The transformation at $T$ given by $w=kz/(i+z)$ where $z\neq -i$, $k$ is a real number, maps the complex number $2+i$ in the $z$-plane to its image $1/2(3-i)$ in the $w$-plane.
a) Show that $k=2$
Point $P$ represents the complex number $z$ where $|z|=\sqrt{3}$. $T$ maps the point $P$ to point $Q$ in the w-plane.
b) Show that the locus of $Q$ is a circle with the cartesian equation given by: $(u-3)^2+v^2=3$ for $u, v\in\mathbb{R}$.
$T$ maps the point $z_0$ in the locus of $P$ to the point $w_0$ in the locus of $Q$, where the acute angle $\arg w_0$ is as large as possible.
c) Find the exact value of $|i+z_0|$
I did part (a) easily, but I couldn't do part (b).

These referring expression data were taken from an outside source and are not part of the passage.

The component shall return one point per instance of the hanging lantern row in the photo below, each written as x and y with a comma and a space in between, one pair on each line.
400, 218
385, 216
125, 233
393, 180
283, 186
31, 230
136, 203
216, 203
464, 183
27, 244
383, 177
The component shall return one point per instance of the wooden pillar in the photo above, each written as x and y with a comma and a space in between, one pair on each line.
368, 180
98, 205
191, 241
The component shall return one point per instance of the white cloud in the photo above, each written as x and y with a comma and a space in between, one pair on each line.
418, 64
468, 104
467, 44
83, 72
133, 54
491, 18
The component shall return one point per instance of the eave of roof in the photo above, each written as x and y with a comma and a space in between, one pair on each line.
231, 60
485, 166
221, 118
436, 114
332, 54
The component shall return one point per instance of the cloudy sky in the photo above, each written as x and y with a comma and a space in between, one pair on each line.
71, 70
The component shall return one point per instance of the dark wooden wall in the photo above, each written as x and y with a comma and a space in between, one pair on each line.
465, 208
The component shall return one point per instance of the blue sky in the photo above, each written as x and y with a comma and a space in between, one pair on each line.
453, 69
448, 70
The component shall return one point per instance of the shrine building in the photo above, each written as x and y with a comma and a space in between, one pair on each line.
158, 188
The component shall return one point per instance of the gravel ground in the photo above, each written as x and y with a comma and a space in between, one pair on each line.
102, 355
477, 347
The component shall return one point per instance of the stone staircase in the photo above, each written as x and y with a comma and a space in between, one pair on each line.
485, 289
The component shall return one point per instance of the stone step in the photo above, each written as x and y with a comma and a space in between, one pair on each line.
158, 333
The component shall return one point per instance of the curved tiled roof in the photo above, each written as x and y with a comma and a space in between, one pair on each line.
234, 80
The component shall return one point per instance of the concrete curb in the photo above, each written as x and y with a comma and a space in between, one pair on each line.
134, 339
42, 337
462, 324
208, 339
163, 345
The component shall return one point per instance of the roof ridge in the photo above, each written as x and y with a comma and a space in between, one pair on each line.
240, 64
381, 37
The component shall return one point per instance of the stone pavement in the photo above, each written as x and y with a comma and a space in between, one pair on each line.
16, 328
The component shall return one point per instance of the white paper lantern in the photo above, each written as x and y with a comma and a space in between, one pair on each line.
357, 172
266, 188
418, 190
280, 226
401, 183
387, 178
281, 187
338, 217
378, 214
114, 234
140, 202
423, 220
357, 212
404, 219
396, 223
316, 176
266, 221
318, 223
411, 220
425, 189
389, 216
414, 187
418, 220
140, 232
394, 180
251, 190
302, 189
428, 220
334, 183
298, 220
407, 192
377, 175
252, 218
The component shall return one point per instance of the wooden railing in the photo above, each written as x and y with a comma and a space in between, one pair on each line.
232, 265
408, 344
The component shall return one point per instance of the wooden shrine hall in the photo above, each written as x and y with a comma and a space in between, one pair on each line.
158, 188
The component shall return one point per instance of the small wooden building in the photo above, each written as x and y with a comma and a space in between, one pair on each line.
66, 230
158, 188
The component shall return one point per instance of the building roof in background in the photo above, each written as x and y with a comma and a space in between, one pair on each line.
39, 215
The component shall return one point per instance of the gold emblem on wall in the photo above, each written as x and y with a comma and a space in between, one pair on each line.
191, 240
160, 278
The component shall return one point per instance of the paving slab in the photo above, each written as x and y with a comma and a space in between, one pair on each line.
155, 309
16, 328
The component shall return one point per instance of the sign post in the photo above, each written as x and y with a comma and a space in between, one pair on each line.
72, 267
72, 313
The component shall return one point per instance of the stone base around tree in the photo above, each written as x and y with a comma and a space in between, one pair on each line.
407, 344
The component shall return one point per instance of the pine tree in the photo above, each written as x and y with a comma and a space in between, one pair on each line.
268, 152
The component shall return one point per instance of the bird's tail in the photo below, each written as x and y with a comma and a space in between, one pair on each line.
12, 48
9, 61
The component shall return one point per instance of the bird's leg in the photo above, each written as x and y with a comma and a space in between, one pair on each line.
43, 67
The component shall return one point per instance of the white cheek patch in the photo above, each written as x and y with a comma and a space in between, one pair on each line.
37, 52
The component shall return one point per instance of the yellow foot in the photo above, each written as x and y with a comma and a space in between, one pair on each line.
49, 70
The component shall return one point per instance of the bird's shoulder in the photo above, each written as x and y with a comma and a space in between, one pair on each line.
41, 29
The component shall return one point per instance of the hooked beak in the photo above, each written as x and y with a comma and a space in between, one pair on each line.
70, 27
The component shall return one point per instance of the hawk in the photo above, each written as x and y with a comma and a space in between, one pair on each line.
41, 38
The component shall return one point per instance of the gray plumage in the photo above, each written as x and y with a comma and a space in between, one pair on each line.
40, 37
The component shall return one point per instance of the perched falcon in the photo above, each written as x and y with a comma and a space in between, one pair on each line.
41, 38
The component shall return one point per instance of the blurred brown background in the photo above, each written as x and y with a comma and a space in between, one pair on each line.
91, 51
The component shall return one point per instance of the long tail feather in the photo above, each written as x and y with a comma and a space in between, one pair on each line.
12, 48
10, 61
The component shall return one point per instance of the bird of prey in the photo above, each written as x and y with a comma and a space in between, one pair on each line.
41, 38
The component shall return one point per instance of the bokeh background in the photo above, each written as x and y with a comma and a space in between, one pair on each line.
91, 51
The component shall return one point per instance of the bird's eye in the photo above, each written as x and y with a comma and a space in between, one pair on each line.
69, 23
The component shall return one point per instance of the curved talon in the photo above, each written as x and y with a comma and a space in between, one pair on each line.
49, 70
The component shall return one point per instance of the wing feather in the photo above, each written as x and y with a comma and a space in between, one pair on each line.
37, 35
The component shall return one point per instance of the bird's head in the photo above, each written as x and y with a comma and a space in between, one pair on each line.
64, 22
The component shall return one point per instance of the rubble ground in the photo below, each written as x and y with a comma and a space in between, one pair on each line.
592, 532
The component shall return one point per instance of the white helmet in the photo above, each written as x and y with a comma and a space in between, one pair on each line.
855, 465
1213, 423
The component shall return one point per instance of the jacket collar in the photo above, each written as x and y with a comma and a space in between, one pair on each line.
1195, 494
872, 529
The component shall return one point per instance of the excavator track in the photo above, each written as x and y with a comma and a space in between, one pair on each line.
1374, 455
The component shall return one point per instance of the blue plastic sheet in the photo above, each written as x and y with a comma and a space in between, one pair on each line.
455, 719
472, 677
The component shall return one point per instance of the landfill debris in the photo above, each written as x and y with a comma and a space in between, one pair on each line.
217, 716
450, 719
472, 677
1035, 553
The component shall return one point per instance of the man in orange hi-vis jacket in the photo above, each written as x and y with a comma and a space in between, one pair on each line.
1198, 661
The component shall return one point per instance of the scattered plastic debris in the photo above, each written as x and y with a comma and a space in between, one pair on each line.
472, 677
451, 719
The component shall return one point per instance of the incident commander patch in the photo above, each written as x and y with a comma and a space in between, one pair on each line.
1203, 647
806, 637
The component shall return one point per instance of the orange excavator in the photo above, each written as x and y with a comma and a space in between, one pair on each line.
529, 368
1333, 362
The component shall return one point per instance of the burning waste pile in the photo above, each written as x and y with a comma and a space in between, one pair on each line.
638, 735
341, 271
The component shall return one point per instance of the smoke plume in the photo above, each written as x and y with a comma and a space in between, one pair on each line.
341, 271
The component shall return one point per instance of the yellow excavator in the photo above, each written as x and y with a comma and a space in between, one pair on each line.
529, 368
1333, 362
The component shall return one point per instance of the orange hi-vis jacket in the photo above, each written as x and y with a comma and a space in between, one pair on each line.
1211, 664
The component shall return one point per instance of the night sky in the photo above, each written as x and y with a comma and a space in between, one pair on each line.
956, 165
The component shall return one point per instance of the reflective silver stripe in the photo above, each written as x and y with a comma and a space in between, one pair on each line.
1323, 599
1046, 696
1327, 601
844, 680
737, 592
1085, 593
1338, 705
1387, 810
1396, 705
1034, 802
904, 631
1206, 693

So far I did this: $$ iw=z(2-w)\Rightarrow z=iw/(2-w)\Rightarrow |z|=\left|\frac{iw}{2-w}\right|\Rightarrow \sqrt{3}=\frac{|iw|}{|(2-w)|}$$
for part (b), assuming $|z| = \sqrt 3, k = 2$, $$w = {kz \over i + z} = {kz(-i+\bar z) \over (i + z)(-i +\bar z)} = {k|z|^2-ikx + ky \over 1 + |z|^2 +ix + y -ix + y} ={k|z|^2+ ky -ikx \over 1 + |z|^2 + 2y} = {6 + 2y - 2ix \over 4 + 2y}$$
if $w = u + iv,$ then $$u = {3 + y \over 2 + y}, v = {-x \over 2 + y}$$
now we need to solve this for $x, y.$ we find $$y = {2u-3 \over 1 - u}, x = {v \over 1 - u}$$
the fact $x^2 + y^2 = 3$ translates to $$(2u-3)^2 + v^2 = 3(1-u)^2$$ which simplifies to $$(u-3)^2 + v^2 = 3$$
i don't know if there are still some mistakes. again, please check it out.